El universo se mueve, la literatura no deja de moverse, y su acción no necesita ya de fronteras ni de la singularidad de un tiempo en el que el ser humano no asume sus ficciones. Relegamos la realidad de la ficción para la literatura cuando, sin embargo, todas nuestras certezas se han constituido en un acuerdo para no sentir como ficción lo que es falta de equilibrio, zanco en el barro. El planeta gira. El avión hace lo que puede para alcanzar con su velocidad ese giro, y nosotros contamos nuestro tiempo como monedas de oro. Pero esas monedas son cometas que se pierden en la bolsa sin fondo de un universo desconocido en esencia. La literatura portátil es un avión que concentra su energía en compensar –para robarle las horas- el giro implacable de la Tierra.

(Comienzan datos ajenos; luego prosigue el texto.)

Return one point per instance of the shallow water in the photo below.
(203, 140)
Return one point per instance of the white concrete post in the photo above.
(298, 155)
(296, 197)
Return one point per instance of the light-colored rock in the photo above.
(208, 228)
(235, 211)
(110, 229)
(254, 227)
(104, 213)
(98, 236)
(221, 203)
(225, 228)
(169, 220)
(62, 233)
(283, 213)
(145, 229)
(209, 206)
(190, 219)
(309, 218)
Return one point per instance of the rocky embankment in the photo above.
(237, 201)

He encendido mi ordenador portátil sobre la bandeja del asiento delantero. Aquí están los electrones que figuran palabras. Aquí están, hoy, las palabras que leo. Una supernova escribe todavía la luz de lo que se extinguió millones de años atrás. Un árbol crece sobre minerales desaparecidos. Los dedos teclean obedeciendo un resplandor interno que apenas puede llamarse gruta o sombra y que, dentro de unos años, será vacío. Pero esas palabras portátiles, como la luz de la supernova, podrán leerse.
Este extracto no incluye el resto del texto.